Second, the impact of profit-sharing on productivity is not obvious. On the one hand, for workers, profit-sharing is only a small part of total compensation, and the impact of individual efforts on the company's profits may be limited, which weakens the incentive effect. On the other hand, profit-sharing can soothe labor-management relations, allow workers to get a share of the profits, and make the goals of employees more consistent with the healthy development of the enterprise. For example, workers may be more willing to support organizational change if they can get a direct share of the surplus generated.

Mandatory profit-sharing in France

In 1967, Charles de Gaulle introduced a mandatory profit-sharing system in France, requiring companies with more than 100 employees to redistribute a portion of their "excess profits" (profits in excess of 5% of the company's share capital) to employees. This legal requirement means that shareholders are subject to a huge tax, which averages 13% of annual profits. The profits shared through the program will be paid to all employees of the business, mostly in proportion to their salaries.

The profit-sharing system was introduced after a series of social reforms implemented after World War II, including social security, universal health care, and employment protection laws. It was presented as a third way between capitalism and communism: a tool to increase workers' compensation while reducing intra-company conflict and aligning workers' goals with company performance. Tax incentives for workers (no income tax if held in a special savings account for at least five years) and enterprises (no payroll tax, deducted from the corporate income tax base) facilitated the adoption of the reforms.
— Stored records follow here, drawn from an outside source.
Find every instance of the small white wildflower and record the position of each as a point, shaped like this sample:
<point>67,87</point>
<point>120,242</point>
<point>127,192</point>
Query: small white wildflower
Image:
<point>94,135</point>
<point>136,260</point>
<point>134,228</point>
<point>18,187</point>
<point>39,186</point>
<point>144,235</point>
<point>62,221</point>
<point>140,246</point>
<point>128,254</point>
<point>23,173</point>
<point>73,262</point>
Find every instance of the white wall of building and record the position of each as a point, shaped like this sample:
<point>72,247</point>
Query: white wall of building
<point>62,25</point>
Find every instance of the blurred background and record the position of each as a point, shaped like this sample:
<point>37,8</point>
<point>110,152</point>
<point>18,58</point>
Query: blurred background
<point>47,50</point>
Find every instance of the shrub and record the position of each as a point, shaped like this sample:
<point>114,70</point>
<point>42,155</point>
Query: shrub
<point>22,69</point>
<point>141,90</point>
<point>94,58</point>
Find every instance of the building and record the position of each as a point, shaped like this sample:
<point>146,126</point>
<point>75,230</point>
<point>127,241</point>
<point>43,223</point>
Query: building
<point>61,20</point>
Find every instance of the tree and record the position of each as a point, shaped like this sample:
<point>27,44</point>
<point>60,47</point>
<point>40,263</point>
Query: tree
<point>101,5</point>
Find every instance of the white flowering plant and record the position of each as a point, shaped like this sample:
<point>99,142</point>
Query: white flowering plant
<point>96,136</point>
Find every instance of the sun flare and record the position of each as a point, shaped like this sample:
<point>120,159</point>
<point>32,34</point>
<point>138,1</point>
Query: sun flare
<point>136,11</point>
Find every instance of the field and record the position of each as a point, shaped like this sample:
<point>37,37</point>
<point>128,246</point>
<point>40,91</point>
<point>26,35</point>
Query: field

In 1990, the left-wing French parliament voted to expand the coverage of mandatory profit-sharing, lowering the eligibility threshold from 100 employees to 50. We use this reform as an experiment to study the effects of profit-sharing. First, we studied the behavior of a company with about 100 employees. Second, this reform creates a natural comparison group, thus solving the identification problem discussed above: we can see the effect of profit sharing by comparing firms with 50~100 employees ("new processing") with enterprises with fewer than 50 employees ("never processing") or enterprises with more than 100 employees ("always processing").

The law has been amended several times and is still in force today. In 2019, about 40% of the workforce received some profit-sharing, averaging 1,500 euros or 3.8% of wages. This makes France the second highest percentage of workers in Europe who enjoy such programs.

Impact on workers' compensation

While one of the main goals of profit-sharing policies is to redistribute profits from shareholders to workers, businesses may try to circumvent the costs of these policies by substituting a base salary for profit-sharing. Tax incentives for profit-sharing over wages further encourage this substitution.

Our analysis further shows that mandatory profit-sharing does not benefit all workers equally: for highly skilled workers, such as managers and engineers, profit-sharing causes their base wages to fall, so these workers benefit little from mandatory profit-sharing policies. We explore two potential mechanisms that lead to these outcomes. One explanation may have to do with risk: if workers are risk-averse and profit-sharing is a more volatile form of compensation than wages, then workers may simply be less valuable to profit-sharing. Our analysis suggests that this is unlikely to be the case, as profit sharing only slightly increases the variability of revenue in the data.

Another, more plausible explanation is the rigidity of wages for low-skilled workers. Due to the high minimum wage in France, a large part of the wage changes for low- and middle-income workers are caused by annual changes in the minimum wage. Conversely, when negotiating with highly skilled workers, profit-sharing can be used to fight for lower wage increases (at least real wage increases).

Original link:

https://cepr.org/voxeu/columns/effects-mandatory-profit-sharing-workers-and-firms-evidence-france

(Chang Changsheng/excerpt)

The above views and remarks do not represent the position of this platform.